Figure 1 – A vRealize Operations node
The Persistence layer, a key component of the new architecture, allows for greater capacity and performance and also creates the option to scale out. Inside this layer, VMware has implemented an in-memory multi-node database called Pivotal Gemfire. In vRealize Operations 6.1, this function is now served by Apache Cassandra, which enables the expansion of the cluster size from the previous eight nodes in vROps 6.0 to 16 nodes. This makes understanding the capacity requirements of your vRealize environment critical. You must have sufficient memory to host the in-memory database. In a multi-node cluster, the architecture would look like Figure 2 below.
Figure 2 – The architecture of a multi-node vRealize Operations cluster
VMware’s Knowledge Base article, vRealize Operations Manager 6.1 Sizing Guidelines contains a sizing worksheet that is useful for planning your vRealize environment. If you have not yet upgraded to v6.1, we recommend doing so as soon as possible. This release contains a number of critical fixes as well as improved performance and capacity. VMware’s sizing guide for v6.1 can be found here.
Blue Medora’s updated version of the sizing worksheet includes Cisco UCS, Citrix XenDesktop, and NetApp management packs, and can be found here.
This worksheet is a great start for sizing a vRealize environment. The key table to understanding capacity is documented in the Knowledge Base article as well as the first tab of the sizing worksheet, as seen in Figure 3.
Figure 3 – The VMware vRealize environment sizing worksheet
vRealize Operations Manager requires that all nodes of the cluster to be the same size. With Apache Cassandra providing access to in-memory data across multiple nodes, we can gain performance and redundancy improvements by taking advantage of a multiple-node deployment.
To begin, open up the sizing spreadsheet and jump to the Advanced tab. Here we will enter the various resources we want to manage with vRealize Operations. Start by selecting your high availability (HA) and data retention settings. The defaults are HA DISABLED and six months data retention. Next, enter your estimates for your vCenter objects – virtual centers, datacenters, clusters, virtual machines, hosts, and datastores. Do your best to project at least six months of growth in your estimates.
Now enter the resources and metrics from any other management packs you plan to install. Use an estimate when you do not know a value, or attempt to ascertain the value from a native tool (console, management interface, etc).
Figure 5 – Estimated sizing for our environment’s Management Pack for NetApp Storage
Once you have completed the entries for all management packs you intend to deploy, the sizing worksheet will provide an analysis at the bottom of the advanced tab.
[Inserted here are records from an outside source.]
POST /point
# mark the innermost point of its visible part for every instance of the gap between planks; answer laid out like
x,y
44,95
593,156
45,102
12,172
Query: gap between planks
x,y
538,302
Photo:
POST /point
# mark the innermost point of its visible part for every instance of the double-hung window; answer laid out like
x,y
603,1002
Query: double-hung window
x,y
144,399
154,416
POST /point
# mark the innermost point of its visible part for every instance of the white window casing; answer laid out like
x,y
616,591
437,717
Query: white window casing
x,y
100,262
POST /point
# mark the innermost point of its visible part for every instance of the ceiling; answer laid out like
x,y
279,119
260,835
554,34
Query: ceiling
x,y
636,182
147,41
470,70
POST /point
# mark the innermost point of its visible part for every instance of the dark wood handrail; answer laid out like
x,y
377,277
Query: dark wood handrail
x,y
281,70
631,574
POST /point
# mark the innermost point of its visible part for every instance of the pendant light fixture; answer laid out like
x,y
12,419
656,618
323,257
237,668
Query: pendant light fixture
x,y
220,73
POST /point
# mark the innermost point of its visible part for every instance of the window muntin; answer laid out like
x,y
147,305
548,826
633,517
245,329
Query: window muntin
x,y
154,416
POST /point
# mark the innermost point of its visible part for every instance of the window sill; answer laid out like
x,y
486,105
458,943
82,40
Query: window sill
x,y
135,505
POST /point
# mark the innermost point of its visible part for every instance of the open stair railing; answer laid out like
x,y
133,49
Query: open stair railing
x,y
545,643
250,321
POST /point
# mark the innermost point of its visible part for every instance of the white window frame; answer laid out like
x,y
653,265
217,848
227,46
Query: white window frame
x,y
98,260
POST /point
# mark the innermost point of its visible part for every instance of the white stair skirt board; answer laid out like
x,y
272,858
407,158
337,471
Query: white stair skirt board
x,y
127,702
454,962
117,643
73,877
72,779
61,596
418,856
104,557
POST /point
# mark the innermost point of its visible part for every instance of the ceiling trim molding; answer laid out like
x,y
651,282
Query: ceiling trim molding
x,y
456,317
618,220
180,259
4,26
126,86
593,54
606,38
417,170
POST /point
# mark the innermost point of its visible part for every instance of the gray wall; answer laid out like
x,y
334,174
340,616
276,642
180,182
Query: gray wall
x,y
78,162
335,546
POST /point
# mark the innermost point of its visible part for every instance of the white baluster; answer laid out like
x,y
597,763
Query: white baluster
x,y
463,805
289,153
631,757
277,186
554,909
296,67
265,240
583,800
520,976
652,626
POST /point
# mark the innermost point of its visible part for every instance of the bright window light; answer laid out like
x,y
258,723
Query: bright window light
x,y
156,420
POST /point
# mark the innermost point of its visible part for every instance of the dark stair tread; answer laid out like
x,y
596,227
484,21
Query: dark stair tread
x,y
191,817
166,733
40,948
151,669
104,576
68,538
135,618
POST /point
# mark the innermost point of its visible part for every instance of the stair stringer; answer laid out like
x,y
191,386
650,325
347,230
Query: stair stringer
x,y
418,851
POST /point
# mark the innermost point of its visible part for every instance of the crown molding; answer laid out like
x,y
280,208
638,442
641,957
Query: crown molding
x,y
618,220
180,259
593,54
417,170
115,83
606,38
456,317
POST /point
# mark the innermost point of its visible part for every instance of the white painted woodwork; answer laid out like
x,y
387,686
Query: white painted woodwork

Figure 6 – Analysis provided in the vROps sizing guide
In our example worksheet, the indication is that a single medium or large node will handle our load. Keep in mind the Total # of Objects and Total # of Selected Metrics values and compare these against the first tab. Note that the capacity numbers on the Overall Scaling tab are architectural maximums and not goals. If our worksheet brought us closer to 6,700 objects we would want to seriously consider using a large node or – even better – two medium nodes.
Following these guidelines, you can rest assured that your vRealize Operations Manager cluster will have sufficient resources to store all of the metrics you intend to collect, as well as provide the real time analytics and visualizations which make vRealize Operations so valuable. Revisit this spreadsheet periodically to perform a ‘reality check,’ especially if you notice sluggish performance in vROps.